Design trends of 2013

The design trends that developed over the last year or two instills a sense of relief for me. “Finally,” I keep saying to myself. Finally designs are becoming cleaner, easier to read, and responsive. Certain trends are clear winners. A couple, however, I am not too sure about.

The mean, clean, web machine

I think most people now understand that cluttered and busy web designs just don’t work anymore. When people ask for a design nowadays, many use the word “clean.” What some clients haven’t connected yet is that clean typically means more white space. White space is very scary to some. I think they see it as empty or some sort of void that must be filled. It can be difficult to have them understand white space as it relates to the whole design and not just to one corner of the page.

Take, for example, this site:

This is the perfect example of a site with tons-o-white space that completely works. Look at all that lovely space around the top menu? All this white space makes me feel like there’s even room for me to jump into that page and sit in that chair. Love it.


Steve Krug said it many years ago in his book Don’t Make Me Think¬†about having a billboard for a home page. Billboards attract attention on the side of the highway, just as they do on websites. I love how people are having fun with this concept. From extremely large images that take up the whole page (we’ll talk about this trend later in the post) to a killer graphic at the top, the billboard idea still holds true.


Caitlin Wicker’s homepage embodies the essence of her product at first glance. She makes stuffed animals. And cute ones too. I understand that from the second I see her site, and then I’m hooked. This is a phenomenal billboard.

Flat design

I completely adore flat design on websites. For me, it started with my love of infographics and spread from there. From buttons to quirky design icons to entire sections of content, the flat look captures my attention every time.


Yeedor’s site is covered with perfectly integrated flat design. Is it the simplicity we love so much? Is it the hand-drawn appearance? Not sure, but I like it.

The long way home

Homepages are now serving as the entire site for many companies. One really long page has links at the top that link to the appropriate section down the page. Having one long page encourages mobile scrolling and also saves time on page load for each link the user clicks. There might be drawbacks to the initial load time of the homepage, since it is so lengthly.


Nearly Impossible’s website has a nice flow between sections as you scroll the homepage. It also illustrates great use of flat design.

The big picture

Many, many sites are moving toward an enlarged image on the homepage. There are lots of companies that do this well, and there are lots that do not. The main reason I feel some of these large-image designs fail is due to the overlay of font on the image. If done right, you can read the font just fine. For instance, Prime & Fire.
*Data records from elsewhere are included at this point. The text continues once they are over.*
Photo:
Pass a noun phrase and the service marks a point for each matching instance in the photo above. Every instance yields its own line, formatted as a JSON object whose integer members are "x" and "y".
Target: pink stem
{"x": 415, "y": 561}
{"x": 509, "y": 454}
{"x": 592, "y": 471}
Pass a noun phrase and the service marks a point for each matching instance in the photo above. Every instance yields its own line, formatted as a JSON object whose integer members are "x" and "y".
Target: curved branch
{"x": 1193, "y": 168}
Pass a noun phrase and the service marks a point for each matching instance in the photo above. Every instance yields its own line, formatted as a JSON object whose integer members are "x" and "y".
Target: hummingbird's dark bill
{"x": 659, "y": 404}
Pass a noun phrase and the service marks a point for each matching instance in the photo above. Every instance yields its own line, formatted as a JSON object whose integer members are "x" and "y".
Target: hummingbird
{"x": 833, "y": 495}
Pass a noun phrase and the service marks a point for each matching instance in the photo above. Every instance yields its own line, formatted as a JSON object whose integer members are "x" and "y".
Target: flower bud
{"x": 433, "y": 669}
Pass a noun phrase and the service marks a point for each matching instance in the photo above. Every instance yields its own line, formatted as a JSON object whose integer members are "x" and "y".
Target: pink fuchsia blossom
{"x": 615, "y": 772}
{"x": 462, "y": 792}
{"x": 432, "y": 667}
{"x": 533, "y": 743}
Prime & Fire uses transparent backgrounds for the text overlay, which facilitates reading. If you continue to scroll on their page (another good example of one long homepage), they either use opaque text backgrounds or utilize a plainer area of the photo to overlay text.
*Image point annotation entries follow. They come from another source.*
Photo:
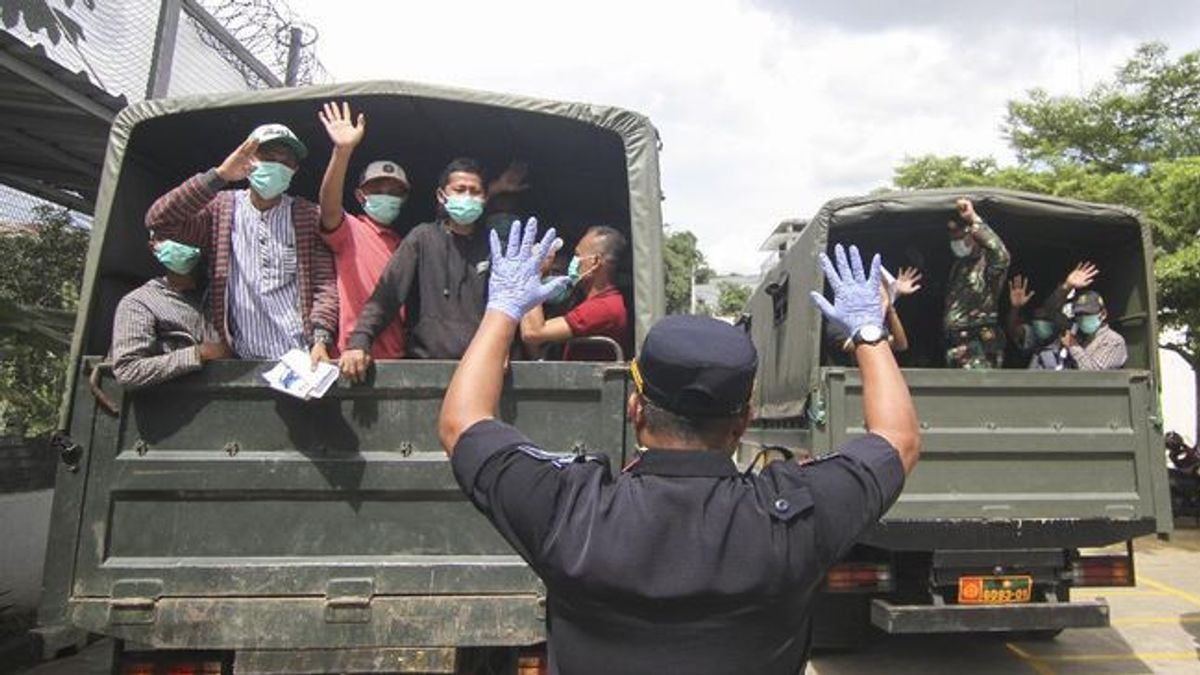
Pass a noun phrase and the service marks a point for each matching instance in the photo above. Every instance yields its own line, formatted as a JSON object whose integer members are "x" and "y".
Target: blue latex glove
{"x": 856, "y": 297}
{"x": 515, "y": 286}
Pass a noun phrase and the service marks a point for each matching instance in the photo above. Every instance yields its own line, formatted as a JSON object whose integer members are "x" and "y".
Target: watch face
{"x": 870, "y": 333}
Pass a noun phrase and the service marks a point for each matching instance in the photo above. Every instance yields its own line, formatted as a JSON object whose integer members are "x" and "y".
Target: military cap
{"x": 695, "y": 365}
{"x": 1089, "y": 302}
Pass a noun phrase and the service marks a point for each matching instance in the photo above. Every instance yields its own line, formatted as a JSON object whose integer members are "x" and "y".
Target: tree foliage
{"x": 731, "y": 298}
{"x": 39, "y": 294}
{"x": 682, "y": 260}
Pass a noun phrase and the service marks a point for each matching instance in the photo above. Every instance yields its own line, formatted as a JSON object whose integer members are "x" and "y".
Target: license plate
{"x": 995, "y": 590}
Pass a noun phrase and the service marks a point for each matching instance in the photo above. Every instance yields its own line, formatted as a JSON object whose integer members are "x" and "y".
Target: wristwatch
{"x": 869, "y": 334}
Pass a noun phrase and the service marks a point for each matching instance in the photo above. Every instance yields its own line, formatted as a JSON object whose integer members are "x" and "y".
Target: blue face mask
{"x": 383, "y": 208}
{"x": 177, "y": 257}
{"x": 1043, "y": 329}
{"x": 270, "y": 179}
{"x": 1089, "y": 323}
{"x": 465, "y": 209}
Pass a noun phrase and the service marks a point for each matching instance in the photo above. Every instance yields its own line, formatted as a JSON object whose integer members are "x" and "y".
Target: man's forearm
{"x": 331, "y": 186}
{"x": 887, "y": 405}
{"x": 474, "y": 390}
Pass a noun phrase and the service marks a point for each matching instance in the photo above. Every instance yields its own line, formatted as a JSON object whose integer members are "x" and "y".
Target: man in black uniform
{"x": 681, "y": 563}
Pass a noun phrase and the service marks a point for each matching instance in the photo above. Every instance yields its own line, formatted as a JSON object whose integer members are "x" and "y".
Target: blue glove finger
{"x": 876, "y": 270}
{"x": 514, "y": 240}
{"x": 547, "y": 242}
{"x": 493, "y": 242}
{"x": 531, "y": 236}
{"x": 844, "y": 272}
{"x": 831, "y": 274}
{"x": 856, "y": 264}
{"x": 826, "y": 308}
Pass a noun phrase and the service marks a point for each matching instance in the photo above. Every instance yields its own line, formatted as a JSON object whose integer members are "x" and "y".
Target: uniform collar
{"x": 708, "y": 464}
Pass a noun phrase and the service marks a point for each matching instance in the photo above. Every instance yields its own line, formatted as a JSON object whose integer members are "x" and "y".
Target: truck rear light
{"x": 532, "y": 661}
{"x": 1103, "y": 571}
{"x": 858, "y": 577}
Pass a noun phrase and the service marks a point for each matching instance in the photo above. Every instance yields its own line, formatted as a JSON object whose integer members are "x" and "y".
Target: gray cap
{"x": 383, "y": 168}
{"x": 279, "y": 133}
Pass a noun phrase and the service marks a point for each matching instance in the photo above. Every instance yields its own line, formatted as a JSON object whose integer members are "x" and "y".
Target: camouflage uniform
{"x": 973, "y": 338}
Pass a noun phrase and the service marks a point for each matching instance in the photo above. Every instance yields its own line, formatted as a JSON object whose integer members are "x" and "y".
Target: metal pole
{"x": 294, "y": 45}
{"x": 163, "y": 55}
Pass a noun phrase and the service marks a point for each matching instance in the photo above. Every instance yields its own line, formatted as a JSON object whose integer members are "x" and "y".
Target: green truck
{"x": 1021, "y": 471}
{"x": 214, "y": 523}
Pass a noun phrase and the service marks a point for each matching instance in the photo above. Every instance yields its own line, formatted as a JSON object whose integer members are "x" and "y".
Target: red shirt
{"x": 361, "y": 249}
{"x": 600, "y": 315}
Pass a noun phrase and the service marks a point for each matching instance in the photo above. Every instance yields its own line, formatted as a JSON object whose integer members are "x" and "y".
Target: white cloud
{"x": 763, "y": 115}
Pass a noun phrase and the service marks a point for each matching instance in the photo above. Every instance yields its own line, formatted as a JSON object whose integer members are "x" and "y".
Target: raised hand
{"x": 515, "y": 286}
{"x": 240, "y": 162}
{"x": 909, "y": 281}
{"x": 342, "y": 130}
{"x": 1019, "y": 293}
{"x": 1083, "y": 275}
{"x": 856, "y": 294}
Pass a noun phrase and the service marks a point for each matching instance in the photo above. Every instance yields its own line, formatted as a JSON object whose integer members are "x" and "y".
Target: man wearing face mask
{"x": 160, "y": 330}
{"x": 973, "y": 338}
{"x": 603, "y": 310}
{"x": 438, "y": 275}
{"x": 273, "y": 286}
{"x": 1038, "y": 339}
{"x": 361, "y": 245}
{"x": 1092, "y": 345}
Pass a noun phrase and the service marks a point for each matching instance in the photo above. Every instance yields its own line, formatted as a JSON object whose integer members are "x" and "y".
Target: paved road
{"x": 1156, "y": 628}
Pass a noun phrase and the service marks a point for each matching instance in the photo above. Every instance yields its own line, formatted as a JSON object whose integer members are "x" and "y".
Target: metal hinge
{"x": 348, "y": 601}
{"x": 70, "y": 452}
{"x": 133, "y": 601}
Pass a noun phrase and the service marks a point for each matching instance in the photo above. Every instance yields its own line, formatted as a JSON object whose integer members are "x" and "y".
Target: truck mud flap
{"x": 971, "y": 619}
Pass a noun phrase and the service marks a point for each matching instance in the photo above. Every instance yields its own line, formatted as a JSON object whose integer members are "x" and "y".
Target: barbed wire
{"x": 264, "y": 28}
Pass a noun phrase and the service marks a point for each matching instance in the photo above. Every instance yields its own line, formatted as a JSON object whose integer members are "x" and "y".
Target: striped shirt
{"x": 1103, "y": 351}
{"x": 155, "y": 334}
{"x": 264, "y": 291}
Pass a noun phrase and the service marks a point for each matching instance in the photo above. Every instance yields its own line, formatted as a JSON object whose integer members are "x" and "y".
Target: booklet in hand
{"x": 294, "y": 375}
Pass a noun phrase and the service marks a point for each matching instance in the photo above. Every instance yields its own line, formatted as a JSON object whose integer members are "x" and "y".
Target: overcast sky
{"x": 767, "y": 108}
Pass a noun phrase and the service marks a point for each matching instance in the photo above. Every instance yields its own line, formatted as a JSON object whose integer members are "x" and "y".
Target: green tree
{"x": 682, "y": 261}
{"x": 731, "y": 298}
{"x": 39, "y": 294}
{"x": 1133, "y": 141}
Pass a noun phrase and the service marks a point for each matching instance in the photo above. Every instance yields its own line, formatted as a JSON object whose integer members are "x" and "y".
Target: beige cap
{"x": 383, "y": 168}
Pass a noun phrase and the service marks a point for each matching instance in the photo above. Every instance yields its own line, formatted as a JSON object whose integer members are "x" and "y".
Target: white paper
{"x": 294, "y": 376}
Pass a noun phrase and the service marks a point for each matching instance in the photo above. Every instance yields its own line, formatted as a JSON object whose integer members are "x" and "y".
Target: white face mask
{"x": 961, "y": 248}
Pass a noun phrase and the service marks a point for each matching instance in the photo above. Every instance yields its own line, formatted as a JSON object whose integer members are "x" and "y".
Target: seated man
{"x": 271, "y": 279}
{"x": 1092, "y": 345}
{"x": 892, "y": 290}
{"x": 600, "y": 312}
{"x": 160, "y": 330}
{"x": 361, "y": 244}
{"x": 1038, "y": 339}
{"x": 438, "y": 276}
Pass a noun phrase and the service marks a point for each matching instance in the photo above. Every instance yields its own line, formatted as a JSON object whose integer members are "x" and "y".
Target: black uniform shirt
{"x": 679, "y": 563}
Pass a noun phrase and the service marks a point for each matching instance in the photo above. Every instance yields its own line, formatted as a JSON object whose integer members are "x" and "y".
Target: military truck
{"x": 1021, "y": 471}
{"x": 214, "y": 525}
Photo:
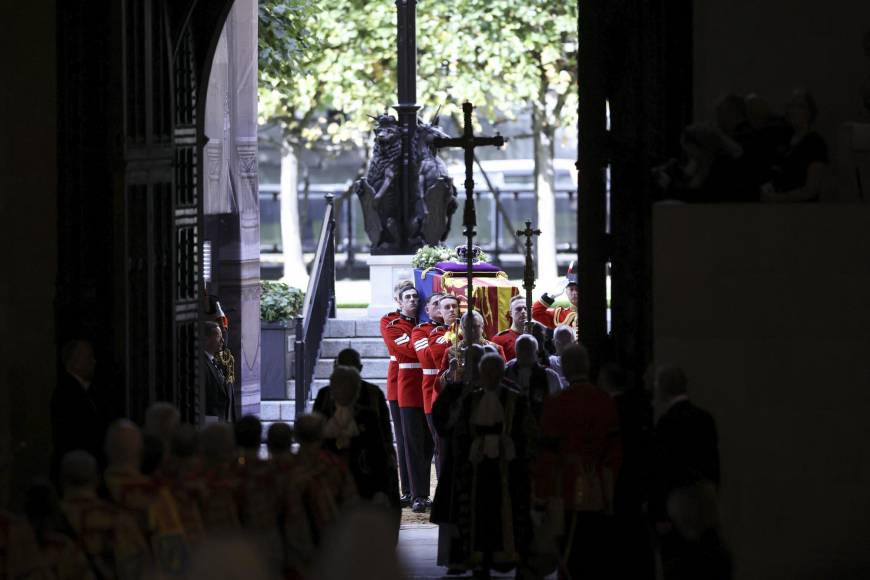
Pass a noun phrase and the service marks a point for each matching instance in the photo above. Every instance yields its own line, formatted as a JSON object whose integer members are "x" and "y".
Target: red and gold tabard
{"x": 420, "y": 339}
{"x": 543, "y": 312}
{"x": 153, "y": 507}
{"x": 393, "y": 366}
{"x": 108, "y": 534}
{"x": 507, "y": 339}
{"x": 397, "y": 337}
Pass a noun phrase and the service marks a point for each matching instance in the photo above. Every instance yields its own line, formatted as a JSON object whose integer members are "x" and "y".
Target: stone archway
{"x": 130, "y": 160}
{"x": 230, "y": 205}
Exception: the Currently Feeling section on Prime & Fire has text over a very busy photo, making reading difficult.


This brings me to sites that hinder readability with large background images and text overlays. I feel the background images are too busy, thus making the text difficult to read.


While the image definitely creates a wow and yum factor, Molly & Me Pecans could either make the background image a little greyed out or place a transparent background on the text areas. Many sites are moving toward these large background images with text on top, and I just hope they consider the readability of the text during the design phase.

The mighty bright

Yes, neon colors of the 80s are back. Am I happy about? I’m not sure yet, especially when it comes to web design. Those bright neon colors on a screen really just make my eyes hurt. Literally. Maybe bright text sprinkled on the page or a small section of neon color would be fine. But I’ve seen websites that have huge sections of bright colors, and I just can’t look anymore. The neon yellow is particularly painful on my eyes. I hope designers use these harsh colors with thoughtful intent, as I fear those colors can drive away users. Maybe I’m just getting old. I’d love to hear your thoughts about bright neon colors on the web.